What Jeffrey Epstein's Life In Jail Was Like

In 2019, disgraced New York financier Jeffrey Epstein died by suicide in a New York jail cell while awaiting trial on charges of sex trafficking and conspiracy, based on Insider reporting. As many as 80 women and girls alleged they were molested and trafficked by Epstein a number of years earlier. A number of high-profile individuals, such as Prince Andrew of the English royal family, among others, were implicated in Epstein's circle, according to Reuters. Epstein was arrested once before in Florida in 2008 for solicitation of prostitution involving a minor, among other charges. Facing life in prison, Epstein served only 13 months in jail in that case as part of a plea deal, as Insider notes.

In 2019, Epstein's fall from the highest levels of New York society seemed complete. He died while in custody at the Metropolitan Correctional Center (M.C.C.), and because he denied he was suicidal in the days leading up to his death, among other irregularities, some remain skeptical that Epstein died by his own hand. Some also speculate he may have had help in the act, as The New York Times reports. Conditions at the M.C.C. — reportedly closed down in 2021 over poor conditions, based on The Times reporting — were a far cry from the lifestyle Epstein was used, filled with private jets and other luxuries. Though the state of the M.C.C. should garner no sympathy for Epstein or cast doubt on the crimes he is alleged to have committed, here's what Epstein's final few days in jail were like.

If you or anyone you know is having suicidal thoughts, please call the National Suicide Prevention Lifeline​ by dialing 988 or by calling 1-800-273-TALK (8255)​.

Epstein entered the M.C.C. part of the general jail population

As The New York Times reported, Jeffrey Epstein was arrested in July 2019 at Teterboro Airport in New Jersey. At that point, a justice department indictment had implicated him in dozens of sex acts with minors, among other charges, as The Times notes. If convicted of those crimes, Epstein could spend 45 years in prison. Despite the high-profile nature of his case, Epstein first entered the M.C.C. (pictured) as part of the jail's general population, and as a result, restrictions on his life were relatively light. The fact that Epstein was not placed in a more restrictive circumstance was later attributed to an oversight — just one of many that would turn up in the days leading to and after Epstein's death.

Once Epstein's status at the M.C.C was discovered, he was moved from the general jail population to the Special Housing Unit (S.H.U.). From the time that he first arrived, Epstein was described as looking sad, dazed, confused, and withdrawn, based on Federal Bureau of Prison records obtained by The New York Times. Concern for Epstein's mental well-being worsened after his move to the S.H.U. Expected he would be denied bail, Epstein underwent and passed several psychological evaluations and was put under "psychological observation," described by The Times as one step away from suicide watch. While under psychological observation, specially designated inmates filed reports every 15 minutes on Epstein's status.

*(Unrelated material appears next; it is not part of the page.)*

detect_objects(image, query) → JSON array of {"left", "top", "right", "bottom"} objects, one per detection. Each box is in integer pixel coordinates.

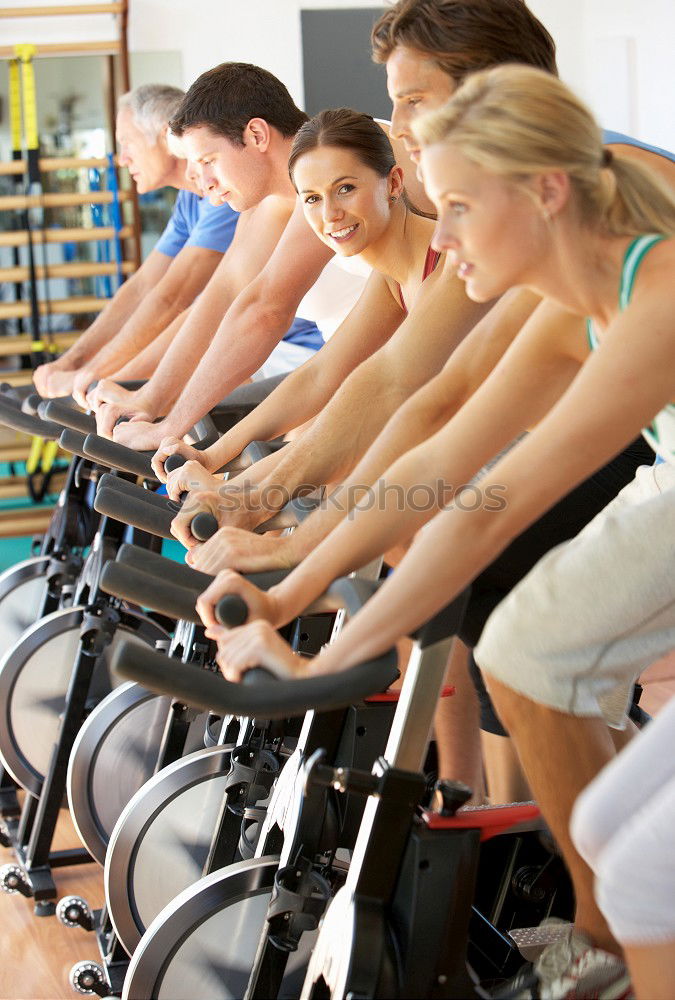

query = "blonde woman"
[{"left": 202, "top": 66, "right": 675, "bottom": 1000}]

Epstein's first suicide attempt was unsuccessful

Though Jeffrey Epstein continued to tell jailhouse staff that he would never attempt suicide, some who filed reports on his activities while under "psychological observation" provided a different picture, such as when he sat for a prolonged period with his head in his hands, according to The New York Times. Still, Epstein reportedly remained talkative and continued to state that he had much to live for. The Federal Bureau of Prison records indicate he did not sleep well, though, and he lodged complaints over the noisy conditions in the jail and the quality of the food.

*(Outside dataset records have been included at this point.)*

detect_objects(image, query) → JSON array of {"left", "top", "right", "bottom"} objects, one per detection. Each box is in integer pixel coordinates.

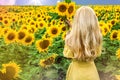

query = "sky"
[{"left": 0, "top": 0, "right": 120, "bottom": 5}]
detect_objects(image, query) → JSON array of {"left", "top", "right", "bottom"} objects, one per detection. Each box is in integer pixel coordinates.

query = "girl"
[{"left": 63, "top": 6, "right": 102, "bottom": 80}]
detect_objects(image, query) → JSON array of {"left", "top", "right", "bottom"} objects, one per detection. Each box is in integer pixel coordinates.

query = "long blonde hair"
[{"left": 65, "top": 6, "right": 102, "bottom": 61}]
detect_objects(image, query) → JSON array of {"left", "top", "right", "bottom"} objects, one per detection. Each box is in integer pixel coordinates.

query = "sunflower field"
[{"left": 0, "top": 2, "right": 120, "bottom": 80}]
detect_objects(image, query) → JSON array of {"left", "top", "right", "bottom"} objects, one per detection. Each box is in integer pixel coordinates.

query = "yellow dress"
[{"left": 63, "top": 46, "right": 100, "bottom": 80}]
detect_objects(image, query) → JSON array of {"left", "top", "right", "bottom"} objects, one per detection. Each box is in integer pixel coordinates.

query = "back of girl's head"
[{"left": 66, "top": 6, "right": 102, "bottom": 61}]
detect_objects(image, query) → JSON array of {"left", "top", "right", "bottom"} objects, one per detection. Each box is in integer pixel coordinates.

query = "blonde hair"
[{"left": 65, "top": 6, "right": 102, "bottom": 61}]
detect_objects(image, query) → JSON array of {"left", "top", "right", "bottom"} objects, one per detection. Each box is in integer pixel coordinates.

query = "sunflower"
[
  {"left": 16, "top": 30, "right": 27, "bottom": 43},
  {"left": 107, "top": 22, "right": 112, "bottom": 31},
  {"left": 29, "top": 20, "right": 36, "bottom": 26},
  {"left": 20, "top": 25, "right": 28, "bottom": 30},
  {"left": 39, "top": 54, "right": 57, "bottom": 68},
  {"left": 116, "top": 48, "right": 120, "bottom": 59},
  {"left": 4, "top": 30, "right": 17, "bottom": 44},
  {"left": 67, "top": 2, "right": 75, "bottom": 17},
  {"left": 22, "top": 34, "right": 35, "bottom": 45},
  {"left": 56, "top": 2, "right": 68, "bottom": 16},
  {"left": 1, "top": 62, "right": 21, "bottom": 80},
  {"left": 48, "top": 26, "right": 60, "bottom": 37},
  {"left": 110, "top": 30, "right": 118, "bottom": 40},
  {"left": 110, "top": 19, "right": 117, "bottom": 25},
  {"left": 38, "top": 20, "right": 46, "bottom": 29},
  {"left": 2, "top": 18, "right": 11, "bottom": 27},
  {"left": 62, "top": 32, "right": 66, "bottom": 40},
  {"left": 36, "top": 38, "right": 51, "bottom": 52}
]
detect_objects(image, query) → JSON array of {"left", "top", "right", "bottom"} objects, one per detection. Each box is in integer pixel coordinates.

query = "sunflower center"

Epstein also continued to receive visits from his defense attorneys and continued to deny any wrongdoing related to the sex abuse charges. Despite those protestations, Epstein reportedly did unsuccessfully attempt suicide while in jail, per CNBC. After the denial of a second bail attempt, it reportedly seemed clear to Epstein and his defense team that his case would likely go to trial and that further bail requests would be denied. An inmate was placed in Epstein's cell but that inmate disrupted Epstein's sleep, and he was once more left alone. After a social phone call he claimed to be to his mother, who had died, which was later revealed to be to his girlfriend, Karyna Shuliak, Epstein returned to his jail cell. He was found the next morning with a bedsheet around his neck and declared dead a short time later.